I sure am glad I'm a smart businessman with my finger on the pulse. Labor almost pulled one over on me.
@LillyHerself
Early on, I did a bunch of experimentation on how including AI in a project would impact the development process. I did this all on personal time. I concluded that it solves very niche cases that we already solve a different way, and it causes way too many problems.
1/3
AI coding tools Introduce low quality code in large volumes. It spagettifies existing code and makes code reviews so much more painful. It ignores quality gates, demonstrates lack of understanding of how code works, and would probably be the type to ask "what's a design pattern?" because it clearly doesn't know anything about them for practical use. Not to mention that much of the code is simply wrong.

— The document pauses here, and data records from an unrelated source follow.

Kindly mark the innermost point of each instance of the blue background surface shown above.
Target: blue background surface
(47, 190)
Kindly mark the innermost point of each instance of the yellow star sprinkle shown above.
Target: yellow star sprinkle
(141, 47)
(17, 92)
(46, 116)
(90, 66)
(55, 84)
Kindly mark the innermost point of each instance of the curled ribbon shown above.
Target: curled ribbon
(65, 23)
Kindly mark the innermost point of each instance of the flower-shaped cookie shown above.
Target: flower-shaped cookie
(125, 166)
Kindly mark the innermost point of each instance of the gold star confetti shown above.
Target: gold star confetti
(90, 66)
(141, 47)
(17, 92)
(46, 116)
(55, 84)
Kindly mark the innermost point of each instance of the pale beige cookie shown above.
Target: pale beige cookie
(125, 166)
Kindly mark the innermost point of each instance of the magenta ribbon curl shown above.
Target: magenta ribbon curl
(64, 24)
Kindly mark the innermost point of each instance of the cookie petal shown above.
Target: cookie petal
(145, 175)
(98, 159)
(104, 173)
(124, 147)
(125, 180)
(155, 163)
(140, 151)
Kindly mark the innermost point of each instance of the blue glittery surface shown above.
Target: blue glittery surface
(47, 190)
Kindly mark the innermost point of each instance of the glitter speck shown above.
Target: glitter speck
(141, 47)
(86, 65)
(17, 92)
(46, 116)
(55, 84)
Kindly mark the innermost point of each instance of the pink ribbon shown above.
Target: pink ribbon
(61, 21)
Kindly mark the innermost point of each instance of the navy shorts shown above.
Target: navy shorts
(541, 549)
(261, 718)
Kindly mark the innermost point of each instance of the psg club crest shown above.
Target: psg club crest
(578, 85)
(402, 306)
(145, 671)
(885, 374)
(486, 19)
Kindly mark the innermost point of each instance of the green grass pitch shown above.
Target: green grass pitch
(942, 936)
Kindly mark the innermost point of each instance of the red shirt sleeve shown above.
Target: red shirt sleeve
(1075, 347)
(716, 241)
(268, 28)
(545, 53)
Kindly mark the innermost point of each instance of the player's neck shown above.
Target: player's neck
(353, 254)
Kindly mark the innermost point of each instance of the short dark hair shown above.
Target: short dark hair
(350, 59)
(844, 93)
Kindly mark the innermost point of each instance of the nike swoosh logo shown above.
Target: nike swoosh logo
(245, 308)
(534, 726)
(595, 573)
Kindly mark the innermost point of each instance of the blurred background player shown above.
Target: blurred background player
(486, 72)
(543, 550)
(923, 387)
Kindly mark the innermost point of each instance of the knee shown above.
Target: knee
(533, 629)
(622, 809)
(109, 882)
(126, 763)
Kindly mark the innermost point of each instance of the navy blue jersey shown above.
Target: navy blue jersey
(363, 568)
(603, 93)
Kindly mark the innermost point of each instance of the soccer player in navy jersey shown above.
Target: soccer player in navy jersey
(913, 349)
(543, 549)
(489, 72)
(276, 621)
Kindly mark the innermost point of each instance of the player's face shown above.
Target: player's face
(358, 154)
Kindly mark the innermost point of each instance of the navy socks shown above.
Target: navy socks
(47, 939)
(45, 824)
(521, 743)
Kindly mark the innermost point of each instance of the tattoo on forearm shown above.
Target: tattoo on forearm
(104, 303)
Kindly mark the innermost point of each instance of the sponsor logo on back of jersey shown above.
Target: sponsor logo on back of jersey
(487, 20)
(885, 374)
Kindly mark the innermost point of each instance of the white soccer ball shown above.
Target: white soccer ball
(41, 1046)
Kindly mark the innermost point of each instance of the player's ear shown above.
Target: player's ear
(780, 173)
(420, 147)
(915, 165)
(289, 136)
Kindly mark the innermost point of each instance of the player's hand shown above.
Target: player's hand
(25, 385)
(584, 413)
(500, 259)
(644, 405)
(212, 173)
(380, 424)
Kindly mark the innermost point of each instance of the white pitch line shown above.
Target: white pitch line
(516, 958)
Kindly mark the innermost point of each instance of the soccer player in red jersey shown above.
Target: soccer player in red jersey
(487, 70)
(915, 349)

When adding it into a process, you may as well douse us in maple syrup on a hot humid day in a swampy area. Junior devs who still aren't familiar with coding practices and understanding the codebase try to rely on AI slop and it is immediately obvious because it's a lot of fluff that doesn't actually do what you asked them to do. But it looks right if you don't know what's going on.
2/3
Despite this, upper management seems to not care about what the senior engineers have to say because it's contrary to what they (upper management) want to do. The senior devs aren't quiet about it so it's not like it's unclear.
@LillyHerself
An LLM might be using training material from a time before a given security vulnerability was discovered, and fail to account for that, thus introducing a security vulnerability to your code.
If you spend the correct amount of time using real programmers to look for weird little problems like this, you end up negating the cost savings of using AI-generated code in the first place.